Who’s “we”? Mental health specialists, academic researchers, state and federal law enforcement officials, and administrators in schools and universities around the country. Follman explores the history and promise of a cross-disciplinary field known as “behavioral threat assessment,” a set of ideas to help officials recognize and redirect a potential shooter away from violence. At the core of the model is the notion that mass shootings are not like lightning strikes — they are not just sudden, unforeseen attacks involving people who “snap.” Mass shootings are more like avalanches: They take time to form, they generally follow a predictable pattern, and if you know what to look for, you can sometimes spot them a long way off, and perhaps even prevent them from happening at all.

“There’s a lot we can do to demystify the mass shootings problem, to make sense of what we typically dismiss as ‘senseless’ or inexplicable tragedies, in order to help prevent them,” Follman told me. This work of prevention is not a panacea; the approach is resource-intensive, it’s constantly evolving, and its success is difficult to measure — after all, the fact that an attack doesn’t occur doesn’t necessarily mean you’ve prevented one. But Follman says he believes behavioral assessment may have prevented a mass shooting in “dozens of cases across the country.” The book makes the first realistic, optimistic case for addressing mass shootings that I’ve heard in — well, probably ever.

Follman is an editor at Mother Jones magazine, where he has been covering mass shootings for the past decade. (Disclosure: In the mid-2000s, he was a colleague of mine at Salon.) In 2012, Follman and two colleagues, Gavin Aronsen and Deanna Pan, created the website’s pioneering database of mass shooting events. As part of that work, Follman writes, he noticed a pattern — that “many of the perpetrators had acted in worrisome or disruptive ways prior to attacking, often for a long time.” The realization led him to researchers who have been working to identify pre-attack behaviors since the 1980s.
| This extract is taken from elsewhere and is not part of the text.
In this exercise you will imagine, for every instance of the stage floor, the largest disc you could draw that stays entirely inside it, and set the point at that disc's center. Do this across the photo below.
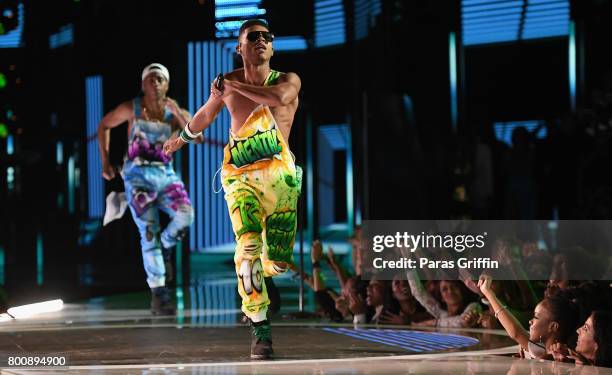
(131, 341)
(118, 335)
The model varies, but behavioral threat assessment generally involves placing teams of trained counselors and administrators in schools, colleges, workplaces and other settings where shootings might occur. To stop a person from killing others, these teams look for patterns of behavior that research has shown people tend to exhibit on their way to mass attack. Among the “warning behaviors” of would-be attackers are acts of aggression and violence, stalking, threatening communications, a fascination with previous shooters and, of course, planning and preparation for an attack. In many cases these signs are glaring — the potential attacker’s friends, family, classmates, teachers and others in the community often can’t help noticing that the person is troubled.